Rochester, however, was not the limit of his philanthropic outreach. He gave away nearly seventy-five million dollars before his death. A large share of that sum went to the Massachusetts Institute of Technology. (A modest as well as a generous giver, Eastman donated to M.I.T. for many years under the name “Mr. Smith.”) There were also generous benefactions to two Negro colleges, Hampton and Tuskegee, and to dental clinics in various cities of the world- a pet project, for some per- sonal reason. Merely keeping track of the projects financed by his gifts could have become a totally absorbing occupation in itself. But Eastman also found time to play, after his fashion, as befitted the man who had taught the country to picture itself at play. He was an inveterate hunter, roaming the world at the head of large parties of friends and servants and bringing back from Africa and other exotic places packing cases laden with skins and heads for the walls of his home. Naturally, there were always copious photographic records of such safaris, made by the best and latest equipment.

 

He owned houses and lands; he owned a great corporation; in a sense, he was an important partowner of the city of his rearing. Yet the report of everyone close to him was that he remained somewhat shy, content to ascribe his condition mostly to destiny, even slightly oppressed by a sense that he had a continuing responsibility to prove his usefulness to the world. He seemed to struggle against taking success or happiness for granted.

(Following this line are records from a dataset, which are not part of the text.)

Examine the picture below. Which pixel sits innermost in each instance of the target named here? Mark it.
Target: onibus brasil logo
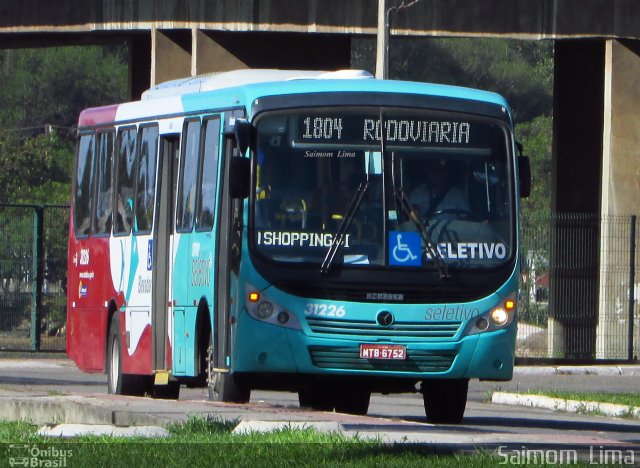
(35, 456)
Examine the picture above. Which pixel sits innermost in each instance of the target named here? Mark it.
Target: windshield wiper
(339, 237)
(429, 246)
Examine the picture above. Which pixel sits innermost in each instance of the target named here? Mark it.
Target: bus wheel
(316, 400)
(356, 402)
(445, 400)
(223, 386)
(119, 383)
(171, 391)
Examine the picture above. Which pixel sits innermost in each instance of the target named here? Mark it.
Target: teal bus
(325, 233)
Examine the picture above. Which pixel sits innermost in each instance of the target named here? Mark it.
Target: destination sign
(368, 130)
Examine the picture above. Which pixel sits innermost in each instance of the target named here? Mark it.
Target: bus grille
(425, 330)
(348, 358)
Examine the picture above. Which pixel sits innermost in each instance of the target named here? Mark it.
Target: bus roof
(242, 87)
(237, 78)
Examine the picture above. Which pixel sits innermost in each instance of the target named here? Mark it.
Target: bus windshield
(408, 188)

Sometime during 1931, when he was seventy-seven, Eastman began to suffer from a spinal ailment that threatened to make him a cripple. On March 14, 1932, he retired to an upstairs bedroom and, tidy to the end, neatly laid a folded towel over his chest and put a bullet through his heart. Beside him on a table was a note: “To my Friends: My work is done. Why wait?”

It was a lean, undemonstrative final farewell, in keeping with the style he had set himself. Perhaps the problem of his later life was that, in a sense, his work was already done by 1901, when the burdened but briskly moving days and nights of experiment and effort culminated in the great company that had created the camera that anyone—anyone at all—could buy, use, and enjoy. Perhaps the rest was only a comfortable twilight.